‘She fixed this catch—either stooping or bending her legs slightly outward—to one of the sideboards of the table, or to some point in the neighbourhood of the junctures of, for example, sideboards and top of table. She straightened herself out, stiffened her shoulders and her body back, and pushed forward with her foot against the leg of the table, close to which she was standing. The light touch of one of her hands may have helped to steady the table, the edge of which may also have been in contact with her body. Was this hypothesis or any kindred hypothesis tested by Professor Lodge?’ etc.

This long quotation shows how Hodgson reasons. Conscientious savants omitted to indicate, explicitly, in their report, that every hypothesis of fraud had been studied and put to one side; they omitted to analyse each hypothesis, because their implicit affirmation of the reality of the fact appeared sufficient to them, and a detailed examination of each hypothesis would have given exaggerated dimensions to their report. No matter. Analysts like Dr. Hodgson will not spare them, and will not hesitate to indicate hypotheses, even those the least compatible with the conditions of observation.

However, the Cambridge experiments were decided upon, and although Hodgson had taken a decided stand in the matter, he was invited to assist. These experiments gave bad results, and Sidgwick was able to say, in spite of the contrary observations of other experimenters, who were his colleagues in the Society for Psychical Research (Journal S. P. R., vii. 230): ‘It will be seen that at our last meeting a question was asked with regard to “phenomena” obtained by Eusapia Paladino subsequent to the exposure of her frauds at Cambridge.

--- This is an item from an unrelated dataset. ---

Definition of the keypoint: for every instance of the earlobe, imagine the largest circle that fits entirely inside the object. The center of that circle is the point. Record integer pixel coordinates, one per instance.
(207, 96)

It may be well that I should briefly state why I do not intend to give any account of these phenomena.

‘It has not been the practice of the Society for Psychical Research to direct attention to the performances of any so-called “medium” who has been proved guilty of systematic fraud. Now, the investigation at Cambridge, of which the results are given in the Journal for November 1895, taken in connection with an article by Professor Richet in the Annales des Sciences Psychiques, for January-February 1893, placed beyond reasonable doubt the facts that the frauds discovered (sic) by Dr. Hodgson at Cambridge, had been systematically practised by Eusapia Paladino for years. In accordance, therefore, with our established custom, I propose to ignore her performances for the future, as I ignore those of other persons engaged in the same mischievous trade.’

Such a judgment made a considerable and lamentable stir: if it were exact, it was just to pronounce it; if it were not thoroughly exact, Sidgwick should have suspended his verdict. This is what Myers advised—this is what Lodge and Richet advised. But the experimenters who followed Hodgson’s impulse did not do this. They made a mistake, and subsequent events have proved they were wrong.

I have said that their judgment was not quite accurate. Professor Sidgwick said, addressing a general meeting of the Society for Psychical Research on the 11th October 1895 (Journal S. P. R., vii. 131):—

‘I consider it to be proved beyond a doubt that the medium used systematic trickery throughout this series of sittings. Her modus operandi I will leave to Dr. Hodgson to describe, who—though only present during a part of the sittings—has had better opportunities for personally observing the actual process of fraud. When this trickery was discovered, the greater part of the phenomena offered as supernormal at these sittings were at once explained; and, this being so, I think it, in the circumstances, unreasonable to attribute—even hypothetically—to supernormal agency the residuum that was not so easily explicable. And considering the great general resemblance between the performances of the medium at these sittings and those I witnessed last year, I am now disposed to think that my earlier experiences are to be similarly explained; I therefore wish to withdraw altogether the limited and guarded support which I gave last year to the supernormal pretensions of Eusapia Paladino.’

So Sidgwick declares that his former experiments were null and void, as everything could be explained by trickery!

Hodgson, at that same general meeting, explained the means used by Eusapia, the surreptitious freeing of foot and hand, and some simple apparatus such as a handkerchief and a small object, such as a coin or a piece of paper, covered with some phosphorescent preparation. Hodgson—and Myers reminded him of this—forgot to say that he had invented nothing, and that these trick devices had been discovered and previously pointed out by others, notably by Richet, who has often experimented with Eusapia Paladino. Sidgwick remarks that a portion of the phenomena are not easily explicable by fraud. It would have been interesting to know which. I suspect that certain levitations were among the number of these phenomena. But the notes published in the Journal S. P. R., vii. 148, only mention attouchements, and it is advisable to limit the discussion to this fact, though it appears to me the least demonstrative.